Division of Cardiology, Lehigh Valley Hospital Network, 1250 S Cedar Crest Blvd, Suite 300, Allentown, PA, 18103, USA.
Division of Internal Medicine, University of Tennessee Health Science Center, Memphis, TN, USA.
Division of Cardiology, Cardiovascular Medicine, Department of Internal Medicine, St Luke's University Health Network, Bethlehem, PA, USA.
Division of Nephrology and Cardiology, University of Michigan, Ann Arbor, MI, USA.
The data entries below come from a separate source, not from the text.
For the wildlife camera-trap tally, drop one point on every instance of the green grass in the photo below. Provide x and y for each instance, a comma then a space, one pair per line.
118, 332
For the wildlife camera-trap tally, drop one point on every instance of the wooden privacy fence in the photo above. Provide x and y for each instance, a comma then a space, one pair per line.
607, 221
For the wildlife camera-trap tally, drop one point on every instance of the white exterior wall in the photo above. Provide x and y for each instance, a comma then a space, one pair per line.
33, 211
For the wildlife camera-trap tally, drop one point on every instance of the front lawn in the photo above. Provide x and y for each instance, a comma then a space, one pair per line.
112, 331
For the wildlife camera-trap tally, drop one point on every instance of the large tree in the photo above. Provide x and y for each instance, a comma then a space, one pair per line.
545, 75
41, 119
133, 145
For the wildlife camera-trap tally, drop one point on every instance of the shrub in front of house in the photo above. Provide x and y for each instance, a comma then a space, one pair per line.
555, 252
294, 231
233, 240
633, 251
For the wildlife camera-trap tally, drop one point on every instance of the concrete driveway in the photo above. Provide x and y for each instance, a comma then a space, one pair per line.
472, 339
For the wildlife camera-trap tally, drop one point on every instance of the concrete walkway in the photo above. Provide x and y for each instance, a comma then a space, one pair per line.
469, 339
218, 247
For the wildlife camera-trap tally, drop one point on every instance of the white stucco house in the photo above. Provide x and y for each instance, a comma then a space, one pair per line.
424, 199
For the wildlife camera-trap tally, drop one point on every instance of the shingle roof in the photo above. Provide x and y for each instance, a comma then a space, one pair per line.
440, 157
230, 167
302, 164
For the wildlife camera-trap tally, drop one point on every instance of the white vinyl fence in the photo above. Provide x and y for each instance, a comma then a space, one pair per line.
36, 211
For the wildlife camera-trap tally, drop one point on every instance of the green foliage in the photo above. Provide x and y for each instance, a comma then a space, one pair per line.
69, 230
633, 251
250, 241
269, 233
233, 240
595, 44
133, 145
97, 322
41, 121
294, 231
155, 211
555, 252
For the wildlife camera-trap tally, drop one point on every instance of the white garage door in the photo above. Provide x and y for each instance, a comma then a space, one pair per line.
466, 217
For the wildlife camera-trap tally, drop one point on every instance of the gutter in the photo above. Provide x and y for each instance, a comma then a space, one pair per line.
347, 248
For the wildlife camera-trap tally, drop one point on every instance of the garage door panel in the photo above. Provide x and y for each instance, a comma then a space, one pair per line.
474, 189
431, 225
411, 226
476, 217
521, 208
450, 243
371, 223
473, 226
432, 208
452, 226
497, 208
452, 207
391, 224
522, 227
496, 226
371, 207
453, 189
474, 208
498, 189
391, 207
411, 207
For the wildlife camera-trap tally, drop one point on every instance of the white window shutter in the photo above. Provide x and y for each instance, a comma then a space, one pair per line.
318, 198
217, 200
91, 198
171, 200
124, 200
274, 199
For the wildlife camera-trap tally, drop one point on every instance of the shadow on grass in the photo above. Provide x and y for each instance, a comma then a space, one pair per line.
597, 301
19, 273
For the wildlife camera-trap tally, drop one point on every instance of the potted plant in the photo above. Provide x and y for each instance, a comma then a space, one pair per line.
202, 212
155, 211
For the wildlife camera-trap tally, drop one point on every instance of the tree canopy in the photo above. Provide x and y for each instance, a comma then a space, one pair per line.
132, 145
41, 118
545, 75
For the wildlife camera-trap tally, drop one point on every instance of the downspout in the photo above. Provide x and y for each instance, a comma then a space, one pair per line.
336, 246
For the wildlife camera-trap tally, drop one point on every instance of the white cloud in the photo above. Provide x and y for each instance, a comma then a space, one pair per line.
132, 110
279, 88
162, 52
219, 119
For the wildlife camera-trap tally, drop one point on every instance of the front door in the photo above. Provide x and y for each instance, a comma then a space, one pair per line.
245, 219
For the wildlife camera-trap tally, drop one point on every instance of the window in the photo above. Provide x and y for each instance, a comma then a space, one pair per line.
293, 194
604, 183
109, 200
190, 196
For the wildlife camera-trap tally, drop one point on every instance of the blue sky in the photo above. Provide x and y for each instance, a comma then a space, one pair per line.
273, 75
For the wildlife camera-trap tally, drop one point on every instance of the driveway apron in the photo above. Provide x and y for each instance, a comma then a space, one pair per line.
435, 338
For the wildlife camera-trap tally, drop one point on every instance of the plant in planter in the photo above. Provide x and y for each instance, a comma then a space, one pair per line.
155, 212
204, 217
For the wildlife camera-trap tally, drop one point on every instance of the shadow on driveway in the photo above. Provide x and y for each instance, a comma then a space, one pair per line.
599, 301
To assess the safety of thrombolytic therapy in chronic kidney disease (CKD) patients who present with pulmonary embolism (PE). We used the Nationwide Inpatient Sample Database to identify patients who underwent thrombolysis for PE between 2010 and 2014. The patients were divided into two groups: (1) No CKD and (2) CKD. Patients with and without CKD were matched using 1:1 propensity score matching and a caliper width of 0.01. The primary outcomes were in-hospital mortality and hemorrhagic events. The secondary outcomes were blood transfusions, length of stay and total hospitalization charge. Two separate, multivariate analyses were also performed to determine the predictors for primary outcomes. The No CKD group had 16,238 and CKD group had 1341 patients prior to matching. Patients with CKD were older (Median age 67 vs. 57 years; p < 0.01), male (60.6 vs. 51.8%) and had a higher prevalence of coronary artery disease, congestive heart failure, diabetes, hyperlipidemia, hypertension, and prior stroke among other comorbidities. They also had significantly higher rate of in-hospital mortality (OR 1.66) and hemorrhagic events (OR 1.47) prior to matching. Post-matching, there was no difference in hospital mortality (22.9 vs. 21.8%; p = 0.51) or hemorrhagic events (3.8 vs. 3.0%; p = 0.27) between CKD and No CKD groups. Patients with CKD had a longer length of stay, but no difference in proportion of patients receiving a blood transfusion and total hospitalization charges post-matching. Multivariate analysis showed that CKD did not predict mortality (OR 0.88, 0.75-1.02; p = 0.09) or hemorrhagic events (OR 0.89, 95% CI 0.76-1.04; 0.13). There was no increase in rate of hospital mortality or hemorrhagic events among CKD patients who underwent thrombolysis for PE.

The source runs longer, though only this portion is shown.